Arch Gerontol Geriatr. 2021 Mar 18;95:104398. doi: 10.1016/j.archger.2021.104398. Online ahead of print.
BACKGROUND/OBJECTIVES: This study aimed to describe real-world nutrition management patterns among inpatients hospitalized for aspiration pneumonia, using a medical claims database in Japan.
METHODS: Patients aged ≥65 years hospitalized for aspiration pneumonia treatment were identified in a medical claims database between January 2013 and December 2018, to evaluate nutrition management initiation and adjustment timing, factors associated with >7-days nil per os (NPO) status, prescribed nutrition doses, and types of parenteral nutrition solutions. Patients who received oral intake or enteral nutrition on the day of admission (Day 1) were excluded.

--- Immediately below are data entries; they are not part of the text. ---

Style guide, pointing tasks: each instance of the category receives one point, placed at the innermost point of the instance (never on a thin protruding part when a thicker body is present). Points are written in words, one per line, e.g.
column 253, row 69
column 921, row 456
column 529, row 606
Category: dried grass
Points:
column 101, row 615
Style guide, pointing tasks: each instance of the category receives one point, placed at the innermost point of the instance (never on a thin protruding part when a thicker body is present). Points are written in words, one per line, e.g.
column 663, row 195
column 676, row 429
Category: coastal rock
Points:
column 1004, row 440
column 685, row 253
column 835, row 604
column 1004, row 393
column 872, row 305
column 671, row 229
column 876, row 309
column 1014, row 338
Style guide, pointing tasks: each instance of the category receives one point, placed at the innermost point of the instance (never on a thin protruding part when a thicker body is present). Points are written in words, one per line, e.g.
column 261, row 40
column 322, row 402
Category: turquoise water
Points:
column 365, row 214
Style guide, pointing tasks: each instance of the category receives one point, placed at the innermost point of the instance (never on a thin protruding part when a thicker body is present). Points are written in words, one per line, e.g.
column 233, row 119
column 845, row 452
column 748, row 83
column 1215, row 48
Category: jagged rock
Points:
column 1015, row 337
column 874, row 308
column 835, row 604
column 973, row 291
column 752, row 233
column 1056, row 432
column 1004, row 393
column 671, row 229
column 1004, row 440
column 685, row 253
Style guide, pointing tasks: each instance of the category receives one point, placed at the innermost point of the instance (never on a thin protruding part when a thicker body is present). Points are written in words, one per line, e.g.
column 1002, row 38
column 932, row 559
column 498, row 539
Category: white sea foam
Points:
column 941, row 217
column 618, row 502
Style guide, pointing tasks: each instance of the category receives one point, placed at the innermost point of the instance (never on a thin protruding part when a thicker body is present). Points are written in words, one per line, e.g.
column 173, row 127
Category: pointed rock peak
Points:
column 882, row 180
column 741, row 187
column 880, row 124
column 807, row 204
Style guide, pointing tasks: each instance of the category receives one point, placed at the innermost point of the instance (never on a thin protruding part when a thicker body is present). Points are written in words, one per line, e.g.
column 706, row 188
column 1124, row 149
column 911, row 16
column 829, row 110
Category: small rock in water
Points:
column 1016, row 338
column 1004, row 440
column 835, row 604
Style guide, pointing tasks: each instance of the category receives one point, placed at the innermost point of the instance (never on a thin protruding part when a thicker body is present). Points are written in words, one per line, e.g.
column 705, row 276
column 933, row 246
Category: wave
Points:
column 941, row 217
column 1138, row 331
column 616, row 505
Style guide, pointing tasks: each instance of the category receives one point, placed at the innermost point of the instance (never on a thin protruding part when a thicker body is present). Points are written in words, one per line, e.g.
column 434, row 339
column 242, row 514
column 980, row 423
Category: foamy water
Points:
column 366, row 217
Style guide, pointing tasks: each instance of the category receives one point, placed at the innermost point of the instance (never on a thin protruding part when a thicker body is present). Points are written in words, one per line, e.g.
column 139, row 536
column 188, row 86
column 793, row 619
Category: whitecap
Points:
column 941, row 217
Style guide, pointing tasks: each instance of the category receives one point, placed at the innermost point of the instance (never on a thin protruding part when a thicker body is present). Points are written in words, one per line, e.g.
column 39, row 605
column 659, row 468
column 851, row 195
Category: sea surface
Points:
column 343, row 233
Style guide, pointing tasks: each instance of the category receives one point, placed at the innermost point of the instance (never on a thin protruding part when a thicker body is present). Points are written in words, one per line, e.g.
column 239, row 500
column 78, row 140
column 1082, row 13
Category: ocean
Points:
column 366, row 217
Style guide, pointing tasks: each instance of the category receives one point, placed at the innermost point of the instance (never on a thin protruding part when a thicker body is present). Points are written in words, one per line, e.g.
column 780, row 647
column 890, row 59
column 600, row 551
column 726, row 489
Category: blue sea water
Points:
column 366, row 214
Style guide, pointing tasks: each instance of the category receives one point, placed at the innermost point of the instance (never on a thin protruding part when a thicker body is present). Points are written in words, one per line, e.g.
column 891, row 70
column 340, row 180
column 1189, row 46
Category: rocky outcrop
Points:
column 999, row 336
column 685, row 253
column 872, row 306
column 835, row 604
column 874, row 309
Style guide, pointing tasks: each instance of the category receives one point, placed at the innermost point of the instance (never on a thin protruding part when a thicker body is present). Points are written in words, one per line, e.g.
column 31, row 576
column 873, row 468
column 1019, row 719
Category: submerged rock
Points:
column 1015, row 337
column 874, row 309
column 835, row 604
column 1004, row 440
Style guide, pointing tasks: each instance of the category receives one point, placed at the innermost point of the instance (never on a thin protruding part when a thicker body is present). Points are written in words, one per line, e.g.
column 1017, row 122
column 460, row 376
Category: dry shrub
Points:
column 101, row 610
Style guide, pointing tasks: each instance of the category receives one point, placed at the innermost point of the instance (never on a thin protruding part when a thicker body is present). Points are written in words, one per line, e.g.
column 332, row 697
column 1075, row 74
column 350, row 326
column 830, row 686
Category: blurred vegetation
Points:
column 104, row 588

RESULTS: The analysis population included 72,315 inpatients. The median (first quartile, third quartile) initiation date of oral nutrition intake was Day 4 (3, 7) and 65.1% of patients received oral nutrition intake by Day 7. Factors associated with >7-day NPO included sex, BMI, treatment years, Barthel Index score, Japan Coma Scale score, and oxygen inhalation on the day of hospital admission. Amongst NPO patients on Day 7, only 5.3% were prescribed the recommended doses of ≥20 kcal/kg; 6.4% were prescribed ≥1.0 g/kg amino acids, and 5.7% were prescribed fat energy ratio at ≥15% of non-protein calories. Commonly prescribed parenteral nutrition solutions on Day 7 were carbohydrate/electrolyte solutions (52.8%) and peripheral parenteral nutrition solutions (49.0%).
CONCLUSION: Prescribed parenteral energy, amino acids, and fat during the NPO period were lower than the recommended doses in the majority of patients. Prescribing recommended doses of each of these component nutrients may be beneficial when managing parenteral nutrition of patients during NPO.